Обсуждение: vacuum problem

Поиск
Список
Период
Сортировка

vacuum problem

От
"John R Pierce"
Дата:
Got something really odd happening here.

Simple test program, in java, with jdbc, postgres 7.4.5, on a redhat linux
system...   app does a heavy loop of a prepared UPDATE, then Commit, 10000s
of times.   the table has a few columns, nothing fancy at all.    On our
Redhat Enterprise 2.1 server (dual xeon, 3GB ram, etc), I can't vacuum the
table it generates, it won't free the 'dead' rows...

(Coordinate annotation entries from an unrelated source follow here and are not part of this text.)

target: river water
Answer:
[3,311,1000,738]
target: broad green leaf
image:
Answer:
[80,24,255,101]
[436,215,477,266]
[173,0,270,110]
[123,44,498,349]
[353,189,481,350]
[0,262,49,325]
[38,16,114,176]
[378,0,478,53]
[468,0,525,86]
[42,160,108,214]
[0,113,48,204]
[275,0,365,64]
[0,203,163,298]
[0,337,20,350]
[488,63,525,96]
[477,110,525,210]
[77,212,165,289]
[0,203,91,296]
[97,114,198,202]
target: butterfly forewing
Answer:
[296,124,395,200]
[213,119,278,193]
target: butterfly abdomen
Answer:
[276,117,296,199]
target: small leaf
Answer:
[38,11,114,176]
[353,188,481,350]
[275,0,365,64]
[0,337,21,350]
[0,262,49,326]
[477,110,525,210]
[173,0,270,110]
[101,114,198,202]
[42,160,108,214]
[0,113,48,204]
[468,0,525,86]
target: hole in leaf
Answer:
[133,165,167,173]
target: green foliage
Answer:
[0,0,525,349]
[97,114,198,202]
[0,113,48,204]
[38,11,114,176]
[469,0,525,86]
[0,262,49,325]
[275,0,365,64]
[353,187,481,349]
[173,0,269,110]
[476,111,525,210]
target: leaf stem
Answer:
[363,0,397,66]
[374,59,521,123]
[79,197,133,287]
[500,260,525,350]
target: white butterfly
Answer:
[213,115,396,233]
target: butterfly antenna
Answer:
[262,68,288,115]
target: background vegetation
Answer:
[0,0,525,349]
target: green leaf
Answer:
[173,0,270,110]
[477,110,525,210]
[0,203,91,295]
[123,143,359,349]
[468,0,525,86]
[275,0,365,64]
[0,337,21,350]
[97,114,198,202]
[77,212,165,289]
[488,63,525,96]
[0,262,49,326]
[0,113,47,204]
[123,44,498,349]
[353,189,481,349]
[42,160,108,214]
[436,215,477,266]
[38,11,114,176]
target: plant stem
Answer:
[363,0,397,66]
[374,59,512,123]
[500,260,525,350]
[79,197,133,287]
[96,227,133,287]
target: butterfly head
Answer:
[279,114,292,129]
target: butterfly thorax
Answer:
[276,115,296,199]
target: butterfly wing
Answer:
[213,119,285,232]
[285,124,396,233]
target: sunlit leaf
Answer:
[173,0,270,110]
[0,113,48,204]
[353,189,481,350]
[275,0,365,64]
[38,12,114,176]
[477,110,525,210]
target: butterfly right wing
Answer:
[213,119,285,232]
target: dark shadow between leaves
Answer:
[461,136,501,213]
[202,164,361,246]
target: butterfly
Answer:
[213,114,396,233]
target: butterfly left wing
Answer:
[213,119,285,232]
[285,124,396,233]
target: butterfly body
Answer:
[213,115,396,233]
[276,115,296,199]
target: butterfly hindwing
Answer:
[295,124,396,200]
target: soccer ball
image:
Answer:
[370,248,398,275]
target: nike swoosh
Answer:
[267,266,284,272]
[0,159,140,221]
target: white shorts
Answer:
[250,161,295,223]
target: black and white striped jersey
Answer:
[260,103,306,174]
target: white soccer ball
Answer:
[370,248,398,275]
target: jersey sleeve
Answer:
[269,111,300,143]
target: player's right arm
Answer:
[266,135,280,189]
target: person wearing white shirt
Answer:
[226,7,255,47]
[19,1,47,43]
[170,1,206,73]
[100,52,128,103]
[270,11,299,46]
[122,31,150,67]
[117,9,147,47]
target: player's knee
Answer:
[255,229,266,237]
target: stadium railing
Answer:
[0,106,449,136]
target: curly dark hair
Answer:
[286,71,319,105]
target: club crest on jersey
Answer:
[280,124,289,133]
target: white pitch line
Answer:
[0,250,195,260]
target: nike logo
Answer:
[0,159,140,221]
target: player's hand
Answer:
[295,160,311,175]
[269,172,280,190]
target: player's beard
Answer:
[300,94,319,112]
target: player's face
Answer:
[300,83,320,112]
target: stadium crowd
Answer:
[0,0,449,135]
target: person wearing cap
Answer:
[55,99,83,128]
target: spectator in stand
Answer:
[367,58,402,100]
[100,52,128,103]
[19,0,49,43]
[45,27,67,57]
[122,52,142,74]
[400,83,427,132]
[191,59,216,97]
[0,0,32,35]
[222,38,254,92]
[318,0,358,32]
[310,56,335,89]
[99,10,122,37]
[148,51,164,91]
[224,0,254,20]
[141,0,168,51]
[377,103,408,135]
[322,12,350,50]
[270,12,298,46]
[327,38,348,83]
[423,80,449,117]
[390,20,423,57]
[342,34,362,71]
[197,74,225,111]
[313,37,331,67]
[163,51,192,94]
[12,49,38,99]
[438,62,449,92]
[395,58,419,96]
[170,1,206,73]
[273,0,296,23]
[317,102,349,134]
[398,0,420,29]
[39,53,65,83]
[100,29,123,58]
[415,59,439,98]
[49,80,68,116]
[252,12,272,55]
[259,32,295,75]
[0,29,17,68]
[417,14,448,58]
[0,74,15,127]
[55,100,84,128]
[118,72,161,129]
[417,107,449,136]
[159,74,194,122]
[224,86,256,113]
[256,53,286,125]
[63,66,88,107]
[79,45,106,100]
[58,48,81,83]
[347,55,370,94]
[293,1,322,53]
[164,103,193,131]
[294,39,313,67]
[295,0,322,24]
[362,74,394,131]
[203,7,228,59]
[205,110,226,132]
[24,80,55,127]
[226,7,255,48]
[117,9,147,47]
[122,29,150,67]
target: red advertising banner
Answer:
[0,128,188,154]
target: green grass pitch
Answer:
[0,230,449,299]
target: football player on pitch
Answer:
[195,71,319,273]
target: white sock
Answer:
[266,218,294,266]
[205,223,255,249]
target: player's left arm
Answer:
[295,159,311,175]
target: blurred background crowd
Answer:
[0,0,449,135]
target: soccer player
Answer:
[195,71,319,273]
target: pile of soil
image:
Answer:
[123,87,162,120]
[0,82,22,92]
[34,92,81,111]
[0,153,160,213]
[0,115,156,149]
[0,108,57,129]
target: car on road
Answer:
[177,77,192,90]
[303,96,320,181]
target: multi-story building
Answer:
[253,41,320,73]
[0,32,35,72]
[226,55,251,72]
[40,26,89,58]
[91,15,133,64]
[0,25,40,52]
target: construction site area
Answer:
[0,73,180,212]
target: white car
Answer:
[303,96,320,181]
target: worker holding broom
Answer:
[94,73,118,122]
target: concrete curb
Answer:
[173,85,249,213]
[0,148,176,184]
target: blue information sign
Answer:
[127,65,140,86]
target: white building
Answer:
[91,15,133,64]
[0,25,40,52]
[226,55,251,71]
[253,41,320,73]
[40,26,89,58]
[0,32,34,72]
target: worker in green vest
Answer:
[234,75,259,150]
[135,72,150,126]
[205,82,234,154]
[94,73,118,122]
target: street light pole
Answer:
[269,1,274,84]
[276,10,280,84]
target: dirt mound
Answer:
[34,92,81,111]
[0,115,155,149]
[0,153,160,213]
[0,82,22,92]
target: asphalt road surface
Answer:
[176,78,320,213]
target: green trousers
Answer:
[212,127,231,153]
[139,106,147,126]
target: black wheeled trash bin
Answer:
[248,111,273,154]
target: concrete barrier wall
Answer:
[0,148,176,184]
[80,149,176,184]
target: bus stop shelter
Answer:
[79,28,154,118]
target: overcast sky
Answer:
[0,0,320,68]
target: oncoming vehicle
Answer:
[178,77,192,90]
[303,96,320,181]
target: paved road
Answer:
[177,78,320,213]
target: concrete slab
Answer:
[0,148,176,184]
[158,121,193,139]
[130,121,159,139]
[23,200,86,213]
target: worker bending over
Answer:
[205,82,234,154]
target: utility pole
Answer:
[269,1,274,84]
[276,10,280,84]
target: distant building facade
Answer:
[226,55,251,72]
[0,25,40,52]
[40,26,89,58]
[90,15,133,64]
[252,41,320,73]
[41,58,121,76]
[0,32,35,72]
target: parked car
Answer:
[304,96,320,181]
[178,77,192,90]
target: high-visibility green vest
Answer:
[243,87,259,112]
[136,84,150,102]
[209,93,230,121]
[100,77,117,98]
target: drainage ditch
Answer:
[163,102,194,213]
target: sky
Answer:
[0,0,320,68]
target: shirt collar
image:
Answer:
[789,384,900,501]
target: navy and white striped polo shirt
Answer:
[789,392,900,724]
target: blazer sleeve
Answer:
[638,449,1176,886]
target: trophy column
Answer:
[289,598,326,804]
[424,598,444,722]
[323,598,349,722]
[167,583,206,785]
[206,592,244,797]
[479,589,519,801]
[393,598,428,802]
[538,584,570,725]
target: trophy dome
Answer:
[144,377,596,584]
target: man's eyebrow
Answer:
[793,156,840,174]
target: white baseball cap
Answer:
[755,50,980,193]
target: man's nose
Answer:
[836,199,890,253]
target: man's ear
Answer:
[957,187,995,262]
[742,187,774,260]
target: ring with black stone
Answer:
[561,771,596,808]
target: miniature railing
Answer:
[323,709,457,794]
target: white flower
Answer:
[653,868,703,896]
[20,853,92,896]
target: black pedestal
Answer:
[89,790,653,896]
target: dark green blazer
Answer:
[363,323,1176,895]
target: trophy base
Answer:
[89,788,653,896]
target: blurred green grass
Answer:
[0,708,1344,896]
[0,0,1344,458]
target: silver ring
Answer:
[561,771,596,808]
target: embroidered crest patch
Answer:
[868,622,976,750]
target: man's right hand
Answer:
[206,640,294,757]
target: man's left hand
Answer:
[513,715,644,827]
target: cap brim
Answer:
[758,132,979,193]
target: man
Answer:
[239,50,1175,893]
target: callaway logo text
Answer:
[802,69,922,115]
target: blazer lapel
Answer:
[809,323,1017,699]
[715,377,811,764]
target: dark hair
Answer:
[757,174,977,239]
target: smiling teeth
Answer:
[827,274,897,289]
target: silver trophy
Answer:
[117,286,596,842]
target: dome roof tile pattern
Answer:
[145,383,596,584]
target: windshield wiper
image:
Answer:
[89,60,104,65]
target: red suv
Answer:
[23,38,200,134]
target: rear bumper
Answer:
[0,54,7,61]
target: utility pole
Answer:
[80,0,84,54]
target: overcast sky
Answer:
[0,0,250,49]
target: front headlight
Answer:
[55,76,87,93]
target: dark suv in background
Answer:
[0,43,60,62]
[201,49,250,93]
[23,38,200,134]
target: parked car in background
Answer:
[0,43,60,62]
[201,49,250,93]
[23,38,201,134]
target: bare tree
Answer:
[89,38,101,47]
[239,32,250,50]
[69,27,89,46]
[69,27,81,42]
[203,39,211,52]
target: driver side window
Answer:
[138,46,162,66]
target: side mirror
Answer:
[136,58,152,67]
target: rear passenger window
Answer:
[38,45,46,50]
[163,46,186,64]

$ vacuumdb -f -d test -t test -v
INFO:  vacuuming "public.test"
INFO:  "test": found 0 removable, 373553 nonremovable row versions in 3492
pages
DETAIL:  373533 dead row versions cannot be removed yet.
Nonremovable row versions range from 72 to 72 bytes long.
There were 0 unused item pointers.
Total free space (including removable row versions) is 146596 bytes.
0 pages are or will become empty, including 0 at the end of the table.
1 pages containing 6956 free bytes are potential move destinations.
CPU 0.05s/0.37u sec elapsed 0.41 sec.
INFO:  index "test_pkey" now contains 373553 row versions in 1305 pages
DETAIL:  0 index pages have been deleted, 0 are currently reusable.
CPU 0.00s/0.00u sec elapsed 0.00 sec.
INFO:  "test": moved 0 row versions, truncated 3492 to 3492 pages
DETAIL:  CPU 0.00s/0.00u sec elapsed 0.00 sec.
VACUUM



yet, on an otherwise identical RH Linux 8 system (same java, same app, same
postgres version), it works fine.   vacuum gets the free space, I don't even
have to use -f

there are no other connections to this database.   It doesn't matter if the
app is still running or not (on the RHL8 system, I can vacuum it while the
app is running, and the space is freed immediately, and the app returns to
full speed, while on the RHEL2.1 system, I can't vacuum it any which ways,
app running or not).

now, if I STOP the postgres server process, and restart it, THEN I can
vacuum it, but thats not acceptible to my actual application, its a 24/7
data extraction process.

we *have* to use RHEL2.1 for this app due to some 3rd party vendor crud
thats only supported there (had glibc problems on RHEL3 with this crudware
which couldn't be resolved by the libc-compatible libraries)

box that works...

$ uname -a
Linux svxeon1 2.4.20-28.8smp #1 SMP Thu Dec 18 12:25:21 EST 2003 i686 i686
i386 GNU/Linux


box that don't work...

$ uname -a
Linux svxeon2.netsys.stsv.seagate.com 2.4.9-e.43enterprise #1 SMP Tue Jun 29
13:57:26 EDT 2004 i686 unknown


And, finally, here's the schema for the test case that shows this problem...

    CREATE TABLE test
    (
      subject varchar(128) NOT NULL,
      seq int4 NOT NULL,
      reset_time varchar(32) NOT NULL,
      CONSTRAINT test_pkey PRIMARY KEY (subject)
    )
    WITH OIDS;

and, here's the java app (compiled and run with Sun JRE 1.4.2_something)..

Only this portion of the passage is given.